1999 lancierte UNO-Generalsekretär Kofi Annan in Davos die Initiative "Global Compact". Vertreter aus Politik und Wirtschaft sowie von NGOs zogen Bilanz.

Mit auf dem Podium und im Kreuzfeuer der Kritik: Nestlé-Chef Peter Brabeck.

«Wie können Unternehmen zum «Global Compact» beitragen?» Rund 300 Personen verfolgten am Freitag die Debatte der sieben Podiums-Teilnehmer.

Sowohl das Diskussionsthema – die Unternehmens-Verantwortung – als auch die Anwesenheit des Nestléchefs bot verschiedenen NGOs Anlass, das Vorgehen des Nahrungsmittelkonzerns in Ländern wie Äthiopien oder Kolumbien zu kritisieren.

Mit scharfen Worten verteidigte sich Nestlé-Chef Peter Brabeck: » Wir werden von Menschenrechts-Organisationen angeklagt, kolumbianische Mitarbeiter den Todesschwadronen auszuliefern.
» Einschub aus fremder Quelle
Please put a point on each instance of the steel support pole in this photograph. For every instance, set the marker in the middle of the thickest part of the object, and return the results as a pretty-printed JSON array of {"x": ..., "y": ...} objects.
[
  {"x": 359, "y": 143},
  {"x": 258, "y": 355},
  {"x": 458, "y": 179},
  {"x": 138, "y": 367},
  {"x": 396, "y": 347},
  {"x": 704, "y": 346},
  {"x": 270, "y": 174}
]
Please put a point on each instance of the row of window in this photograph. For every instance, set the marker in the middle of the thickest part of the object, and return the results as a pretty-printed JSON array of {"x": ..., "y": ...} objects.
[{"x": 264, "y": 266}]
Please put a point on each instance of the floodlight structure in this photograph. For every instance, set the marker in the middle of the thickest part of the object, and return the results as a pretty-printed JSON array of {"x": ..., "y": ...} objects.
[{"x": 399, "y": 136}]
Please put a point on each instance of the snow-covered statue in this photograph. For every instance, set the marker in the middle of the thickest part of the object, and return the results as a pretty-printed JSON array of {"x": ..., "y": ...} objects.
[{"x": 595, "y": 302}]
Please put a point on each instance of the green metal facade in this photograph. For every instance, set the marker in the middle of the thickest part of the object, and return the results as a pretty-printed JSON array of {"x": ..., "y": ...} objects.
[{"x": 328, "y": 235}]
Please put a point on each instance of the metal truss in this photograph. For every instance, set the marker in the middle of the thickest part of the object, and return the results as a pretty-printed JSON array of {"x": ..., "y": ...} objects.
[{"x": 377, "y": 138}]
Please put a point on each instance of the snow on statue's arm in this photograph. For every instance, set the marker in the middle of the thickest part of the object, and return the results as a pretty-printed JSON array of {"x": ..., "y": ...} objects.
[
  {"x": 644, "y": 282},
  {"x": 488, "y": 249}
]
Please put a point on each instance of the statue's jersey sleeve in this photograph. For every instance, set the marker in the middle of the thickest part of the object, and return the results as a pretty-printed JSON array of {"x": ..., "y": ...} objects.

Doch wo sind diese, wenn Nestlé-Mitarbeiter umgebracht werden?»

Der Druck der NGOs

Der CEO von Nestlé fühlt sich dem «Global Compact» besonders verpflichtet und reagierte deshalb unwirsch auf ein Spruchband mit der Aufschrift: «Nestlé: Profit mit verfallenen Produkten und mit Repression.»

Als Beweis für die Unternehmens-Verantwortung seines Konzerns gab Brabeck während der Diskussion bekannt, Nestle sei am Freitag in einem 27 Jahre alten Gerichtsfall dem Staat Äthiopien sehr entgegengekommen. Zwar müsse der Staat Schadenersatz bezahlen, doch anstatt der 6 Mio. Dollar nur noch 1,5 Mio. Dollar.

Peter Brabeck: «Das Geld fliesst nicht in unsere Kasse, sondern geht an eine NGO in Äthiopien zur Finanzierung von Nahrungsmitteln.»

Der Nestlé-Chef musste jedoch zugeben, dass diese Regelung massgeblich durch den Druck seitens der britischen NGO Oxfam zustande gekommen war.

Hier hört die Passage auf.